Versa due bicchieri di rosso, di quello buono. Poi muove un pedone di due caselle.
Il mio nanetto nero scruta il pallido rivale dall’alto in basso, impedendogli di avanzare.
Uno dei suoi due cavalli salta lo steccato dei pedoni, ma difenderò il Re a tutti i costi.
La prima maschera che metto è quella dell’uomo di mondo.
Così sorseggio un po’ di morellino, soppesando il bourgogne nel palmo della mano come farei con uno dei suoi seni.
“Un Moris del 2006. Un po’ troppo strutturato ma indubbiamente ottimo. Lo tenevi in serbo per un’occasione importante?”
Caterina non risponde, riflette sulla prossima mossa mentre si muove disinvolta tra la vendetta e l’attesa.
Libero la Regina. Prossima identità: l’inguaribile romantico.
“E’ bello che questa passione continui ad unirci anche ora, non trovi?”
Un sorriso sarcastico distorce la sua espressione attenta.
Beve anche lei, accende una sigaretta.
Le boccate di nicotina brevi e rapide mi confermano che ho fatto centro.
Caterina muove una torre, poi mi squarcia l’anima con una lama di sottile ironia.
“E’ un po’ triste pensare che l’unica cosa che ci unisce sono gli scacchi. Non trovi?”
Sfioro appena la criniera del cavallo, indeciso su cosa fare. Ma lei non mi da tregua.
“Pezzo toccato, pezzo mosso. E’ la regola.”
“E va bene, l’hai voluto tu. Dammi quello stupido pedone.”
Non faccio in tempo ad ingrossare le fila del mio esercito di prigionieri che la sua torre è già sopra la mia Regina.
L’ho persa.
Sono bastate poche mosse, pochi istanti di impulsività.
“Sei ingiusta. E’ stato solo un minuscolo errore.”
“Anche la più piccola distrazione può avere conseguenze devastanti. Dovresti saperlo.”
Bevo ancora un goccio. Sono pronto per la prossima mossa; svesto i panni del bambino lagnoso per indossare quelli dell’adulto insicuro.
“Guarda il Re, Caterina. Non ti sembra triste senza la sua Regina?”
“Non mi pare. Ora tutte le attenzioni sono concentrate su di lui. Non è questo che ha sempre voluto, il Re? E poi sono sicura che la torre arroccherà immediatamente, pur di difenderlo.”
La linea nemica resiste. Alzo il sipario sul prossimo atto e l’adulto insicuro diventa un improbabile penitente.
“Il Re è nudo senza la sua Regina.”
“Il Re era nudo anche prima. Solo che nessuno se n’era mai accorto, perché viveva all’ombra della sua compagna.”
Mi hai colpito, ma non mi affonderai. Non è battaglia navale, questa.
Passano i minuti, studiamo le prossime mosse. E’ lei ad aprire una crepa nel muro di silenzio che abbiamo alzato, una crepa che sputa rancore e incapacità di perdonare.
“Senza la Regina, il Re dovrà faticare molto di più per sopravvivere.”
Frugo nelle tasche, cercando una nuova maschera da indossare, trovo quella dell’umiltà.
“Credo di aver sbagliato tutte le mie mosse.”
Intravedo la mia Regina nera che agonizza ai piedi della scacchiera, dietro la mano trionfante di Caterina.
Con un gesto rapido la prendo tra le dita, l’accarezzo.
“Ridammi la Regina, Cate.”
“E’ tardi, dovevi pensarci prima.”
“Ti darò tutti i pezzi che mi sono rimasti pur di riaverla. Ti supplico, ridammela.”
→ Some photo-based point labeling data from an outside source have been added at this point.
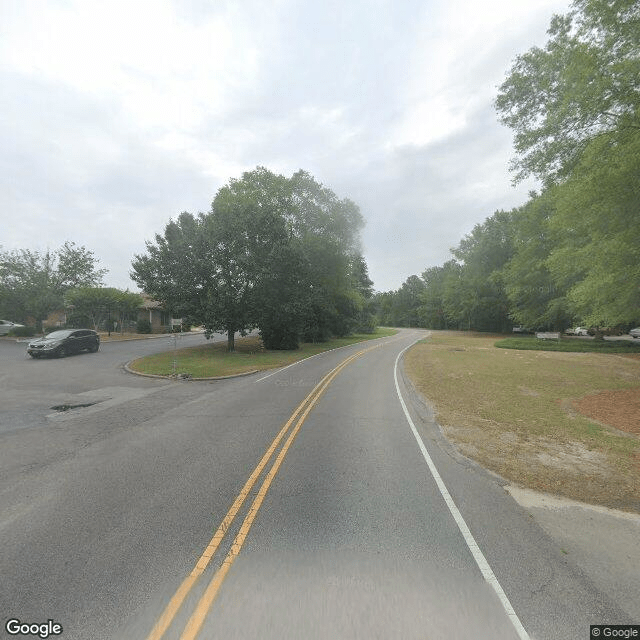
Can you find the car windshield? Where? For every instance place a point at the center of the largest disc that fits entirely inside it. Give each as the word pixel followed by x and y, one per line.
pixel 58 335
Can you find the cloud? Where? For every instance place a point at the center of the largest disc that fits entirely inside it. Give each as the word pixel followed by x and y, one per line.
pixel 116 116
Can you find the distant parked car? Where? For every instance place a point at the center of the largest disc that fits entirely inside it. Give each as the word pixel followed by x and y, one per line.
pixel 64 342
pixel 7 325
pixel 579 331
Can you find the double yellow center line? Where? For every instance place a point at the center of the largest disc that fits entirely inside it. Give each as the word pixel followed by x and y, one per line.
pixel 198 617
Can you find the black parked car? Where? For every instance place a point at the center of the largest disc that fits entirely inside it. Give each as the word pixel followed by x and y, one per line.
pixel 63 342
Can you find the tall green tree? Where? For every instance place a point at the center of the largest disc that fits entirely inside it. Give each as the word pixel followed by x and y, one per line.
pixel 597 215
pixel 101 304
pixel 536 299
pixel 481 297
pixel 33 283
pixel 280 254
pixel 583 84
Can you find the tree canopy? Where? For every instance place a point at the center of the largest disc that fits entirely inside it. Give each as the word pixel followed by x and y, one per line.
pixel 33 283
pixel 281 254
pixel 571 254
pixel 582 85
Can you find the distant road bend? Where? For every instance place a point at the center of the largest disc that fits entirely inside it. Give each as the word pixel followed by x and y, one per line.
pixel 316 501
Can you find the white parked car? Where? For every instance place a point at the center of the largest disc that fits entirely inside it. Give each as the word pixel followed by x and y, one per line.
pixel 7 325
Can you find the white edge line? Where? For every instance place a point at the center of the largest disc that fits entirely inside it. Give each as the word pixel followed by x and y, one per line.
pixel 478 556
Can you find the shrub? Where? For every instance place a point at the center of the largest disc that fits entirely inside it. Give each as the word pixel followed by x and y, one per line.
pixel 143 326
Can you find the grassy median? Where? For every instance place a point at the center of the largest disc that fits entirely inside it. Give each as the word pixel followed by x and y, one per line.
pixel 213 360
pixel 565 423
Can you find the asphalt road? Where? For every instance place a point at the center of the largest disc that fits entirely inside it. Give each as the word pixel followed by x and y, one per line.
pixel 107 510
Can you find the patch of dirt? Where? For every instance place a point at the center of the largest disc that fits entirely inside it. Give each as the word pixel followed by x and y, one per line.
pixel 619 409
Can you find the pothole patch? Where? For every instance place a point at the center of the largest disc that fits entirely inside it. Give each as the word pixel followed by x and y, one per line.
pixel 68 407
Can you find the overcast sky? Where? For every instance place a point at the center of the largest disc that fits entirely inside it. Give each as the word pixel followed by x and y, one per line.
pixel 116 116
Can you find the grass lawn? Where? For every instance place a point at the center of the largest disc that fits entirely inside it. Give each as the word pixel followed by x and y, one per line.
pixel 213 360
pixel 521 413
pixel 579 345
“Nessuno può cambiare le regole del gioco, nemmeno tu, Andrea.”
Scacco al Re.
Richiamo i superstiti: il rifugio delle menzogne arrocca immediatamente per proteggere il suo Re; la Regina delle premonizioni indietreggia di fronte all’arroganza.
E’ il turno dell’orgoglioso alfiere, che termina la lunga corsa da vero eroe, fagocitato dalle mura di Caterina.
Muovo il cavallo esattamente al centro della scacchiera, a creare un raggio di protezione che mi dia tempo di organizzare la difesa.
Mi gioco l’ultima maschera, quella dell’uomo pentito.
“Ho capito la lezione, Caterina, sono cambiato, te lo giuro.”
“Basta Andrea. Non costringermi a mandarti via.”
Il Re non intende abdicare, non vuole arrendersi. Ma è affannato.
La candida Regina avanza inesorabile, eliminando pian piano tutti i suoi nemici.
Il Re continua a impartire ordini, urla ai sudditi dove posizionarsi, corre a perdifiato tra le file dei reduci, ma sono tutti troppo piccoli per riuscire a nascondere la sua regale presunzione.
Guardo la montagna di maschere sgualcite, capisco di non averne più.
"E’ davvero questo ciò che vuoi? Devi solo chiedermelo, non intendo elemosinare la tua compagnia."
"Io so rinunciare a un piccolo piacere in cambio della mia dignità."
E il tono con cui pronuncia quell’io non mi lascia scampo.
Continuo a muovere il Re, assediato e sull’orlo di una crisi di pianto, tentando in vano di sfuggire agli sguardi glaciali di Caterina.
Dietro alla trincea dei miei sciocchi pedoni la Regina bianca guarda, colma di riconoscenza, l’inarrestabile avanzare del suo alfiere.
Un brivido di improvvisa consapevolezza blocca la mia mano sulla scacchiera.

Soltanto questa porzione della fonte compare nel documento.